Should I play more with them? Am I being too difficult and rigid? And on and on, the doubts just keep coming. They are often heightened, in the face of real or perceived criticism from others.

So, what is the magic formula for easy and successful parenting? In reality, there is no magical template, although some basic principles are helpful towards achieving successful parenting that promotes the emotional well-being of the children and the parents too.


These include:

  • Understand your child. Every child has a unique temperament. Some are very sensitive while other are naturally more resilient. Some may be very caring and emotionally expressive while others may be more reserved.
  • Be a parent to your child. Children, especially before the teenage years, need a firm hand to guide and restrain their excesses. They need to understand that you are the parent and the authority figure in their lives.

This is not to recommend being authoritarian and harsh. But boundaries and rules must be obeyed. For example, a five-year-old child should not be the one dictating what he/she will eat and/or when to eat. Consistency is key here.

  • Support and build their self-esteem. Nurture their self-confidence and build their self-esteem. Let them gain confidence in taking the initiative once in a while to try something new. They want to re-arrange their room? Why not? Praise them when they do something right.

Don’t always point out their flaws and shortcomings. It is very easy to fall into the routine of comments such as ‘you are always clumsy,’ ‘I just knew you will drop them on the floor,’ etc.

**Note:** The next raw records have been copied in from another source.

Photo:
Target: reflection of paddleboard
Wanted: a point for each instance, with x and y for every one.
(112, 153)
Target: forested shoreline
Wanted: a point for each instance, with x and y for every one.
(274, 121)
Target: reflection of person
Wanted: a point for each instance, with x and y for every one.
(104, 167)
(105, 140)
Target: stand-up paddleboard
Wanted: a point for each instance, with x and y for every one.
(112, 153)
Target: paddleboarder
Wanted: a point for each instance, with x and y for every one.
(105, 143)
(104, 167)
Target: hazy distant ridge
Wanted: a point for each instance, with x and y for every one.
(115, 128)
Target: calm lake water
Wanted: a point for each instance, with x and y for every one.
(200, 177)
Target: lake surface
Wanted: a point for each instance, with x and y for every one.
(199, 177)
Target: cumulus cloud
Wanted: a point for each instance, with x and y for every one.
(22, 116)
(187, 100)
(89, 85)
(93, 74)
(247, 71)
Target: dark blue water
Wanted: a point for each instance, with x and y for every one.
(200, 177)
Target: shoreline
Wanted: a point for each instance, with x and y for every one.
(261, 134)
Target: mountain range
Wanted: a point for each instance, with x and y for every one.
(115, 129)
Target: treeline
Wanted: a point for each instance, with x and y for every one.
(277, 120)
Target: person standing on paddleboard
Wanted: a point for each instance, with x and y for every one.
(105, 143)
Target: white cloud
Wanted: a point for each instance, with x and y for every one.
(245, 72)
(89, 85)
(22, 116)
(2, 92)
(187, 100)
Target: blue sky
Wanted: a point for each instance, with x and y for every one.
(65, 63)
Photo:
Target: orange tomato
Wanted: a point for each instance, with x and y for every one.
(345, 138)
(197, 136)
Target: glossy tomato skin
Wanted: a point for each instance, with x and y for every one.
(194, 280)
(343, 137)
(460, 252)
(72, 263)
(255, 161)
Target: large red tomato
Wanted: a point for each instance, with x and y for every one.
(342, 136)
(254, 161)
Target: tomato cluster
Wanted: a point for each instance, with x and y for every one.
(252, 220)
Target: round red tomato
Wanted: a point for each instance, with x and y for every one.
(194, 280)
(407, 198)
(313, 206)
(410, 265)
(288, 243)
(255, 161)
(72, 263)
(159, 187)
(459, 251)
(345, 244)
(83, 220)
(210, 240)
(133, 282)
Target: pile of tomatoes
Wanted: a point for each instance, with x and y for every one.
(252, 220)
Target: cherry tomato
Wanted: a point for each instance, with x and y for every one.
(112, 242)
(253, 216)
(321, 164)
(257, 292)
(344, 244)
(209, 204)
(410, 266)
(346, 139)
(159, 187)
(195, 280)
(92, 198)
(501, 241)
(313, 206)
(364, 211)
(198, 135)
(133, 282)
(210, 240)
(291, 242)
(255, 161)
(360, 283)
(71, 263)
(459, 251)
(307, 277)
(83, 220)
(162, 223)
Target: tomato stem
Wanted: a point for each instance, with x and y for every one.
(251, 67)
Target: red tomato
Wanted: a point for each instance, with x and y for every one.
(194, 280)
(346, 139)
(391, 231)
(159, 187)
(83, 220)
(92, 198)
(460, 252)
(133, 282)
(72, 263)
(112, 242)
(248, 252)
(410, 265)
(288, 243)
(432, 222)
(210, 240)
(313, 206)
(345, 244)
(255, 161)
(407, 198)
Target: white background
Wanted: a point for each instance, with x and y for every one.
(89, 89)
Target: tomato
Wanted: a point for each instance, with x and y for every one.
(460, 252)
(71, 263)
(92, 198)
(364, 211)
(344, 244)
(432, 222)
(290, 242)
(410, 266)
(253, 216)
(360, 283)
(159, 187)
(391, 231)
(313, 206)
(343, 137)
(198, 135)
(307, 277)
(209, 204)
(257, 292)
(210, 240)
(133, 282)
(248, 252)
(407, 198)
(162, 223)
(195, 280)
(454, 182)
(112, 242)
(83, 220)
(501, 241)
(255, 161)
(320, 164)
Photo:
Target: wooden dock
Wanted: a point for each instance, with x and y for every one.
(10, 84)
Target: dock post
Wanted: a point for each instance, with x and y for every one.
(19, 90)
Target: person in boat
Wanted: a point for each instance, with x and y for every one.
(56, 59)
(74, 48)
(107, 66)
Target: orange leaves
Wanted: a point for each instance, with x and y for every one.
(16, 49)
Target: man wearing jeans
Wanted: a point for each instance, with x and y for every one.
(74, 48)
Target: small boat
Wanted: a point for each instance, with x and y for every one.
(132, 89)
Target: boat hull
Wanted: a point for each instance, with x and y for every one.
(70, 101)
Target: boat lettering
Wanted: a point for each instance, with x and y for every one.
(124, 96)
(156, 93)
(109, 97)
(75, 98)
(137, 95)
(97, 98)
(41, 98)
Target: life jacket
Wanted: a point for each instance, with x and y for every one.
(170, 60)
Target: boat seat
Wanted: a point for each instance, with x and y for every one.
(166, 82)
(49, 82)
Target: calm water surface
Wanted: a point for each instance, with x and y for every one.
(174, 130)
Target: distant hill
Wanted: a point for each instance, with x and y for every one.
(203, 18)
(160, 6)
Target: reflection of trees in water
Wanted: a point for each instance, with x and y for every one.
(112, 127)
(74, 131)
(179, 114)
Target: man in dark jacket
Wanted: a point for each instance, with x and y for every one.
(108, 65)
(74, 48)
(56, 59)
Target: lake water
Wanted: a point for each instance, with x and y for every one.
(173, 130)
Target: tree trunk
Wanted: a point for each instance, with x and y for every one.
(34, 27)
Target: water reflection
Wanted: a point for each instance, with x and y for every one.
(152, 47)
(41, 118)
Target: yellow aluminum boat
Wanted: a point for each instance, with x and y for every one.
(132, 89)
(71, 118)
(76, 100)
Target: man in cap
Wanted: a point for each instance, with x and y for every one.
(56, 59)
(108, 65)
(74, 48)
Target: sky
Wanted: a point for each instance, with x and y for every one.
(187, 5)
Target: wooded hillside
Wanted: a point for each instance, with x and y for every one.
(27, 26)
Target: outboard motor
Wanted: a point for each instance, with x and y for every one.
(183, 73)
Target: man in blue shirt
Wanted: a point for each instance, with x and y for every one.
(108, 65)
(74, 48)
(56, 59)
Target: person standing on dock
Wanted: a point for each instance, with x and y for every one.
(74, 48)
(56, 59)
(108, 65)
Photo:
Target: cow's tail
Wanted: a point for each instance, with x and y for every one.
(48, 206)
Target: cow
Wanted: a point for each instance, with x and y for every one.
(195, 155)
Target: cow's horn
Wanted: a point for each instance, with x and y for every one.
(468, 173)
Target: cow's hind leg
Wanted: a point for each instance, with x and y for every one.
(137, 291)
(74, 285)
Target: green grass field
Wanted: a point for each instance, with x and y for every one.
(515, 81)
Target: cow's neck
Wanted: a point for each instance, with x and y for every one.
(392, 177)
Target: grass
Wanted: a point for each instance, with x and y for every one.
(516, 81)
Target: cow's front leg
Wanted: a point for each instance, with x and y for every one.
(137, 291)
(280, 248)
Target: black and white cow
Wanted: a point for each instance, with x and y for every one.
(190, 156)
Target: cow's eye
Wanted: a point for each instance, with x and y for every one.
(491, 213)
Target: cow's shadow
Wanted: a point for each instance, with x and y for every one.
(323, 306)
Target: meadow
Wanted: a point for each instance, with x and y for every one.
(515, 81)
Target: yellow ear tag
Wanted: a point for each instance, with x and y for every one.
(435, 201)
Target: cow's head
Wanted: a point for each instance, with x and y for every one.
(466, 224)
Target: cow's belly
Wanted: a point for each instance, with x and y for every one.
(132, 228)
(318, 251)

  • Maintain discipline. Love your children but be firm and don’t indulge them all the time. Wrong actions should carry consequences that are enforced consistently. Even for children with aggressive behaviours, consistent discipline significantly improves their behaviour.
  • Be a role model. Do not tell them to always be honest for example, when they see you cheating others and telling lies every day.
  • Invest your time. There is no substitute for spending quality time, bonding and getting to know your children and allowing them the opportunity to talk freely. Perhaps a family routine such as going for a stroll or some other activity is ideal.
  • Reduce TV and gadget times. Let your children use their creative imagination, let them interact positively with other people in the home or let them read. Mindlessly sitting in front of the television all day, every day is not beneficial.
  • Avoid unrealistic expectations. Do not set your children up for failure. Provide them with motivation, but let them know that it is okay to fail at a task. They cannot come first in exams all the time, but they can aspire for excellence.
  • Maintain balance. Avoid being overprotective but at the same time, do not be completely detached such that they wonder if you simply do not care at all about their well-being.
  • Relax, and simply do your best. Enjoy the parenting journey of their growing up years as much as you can.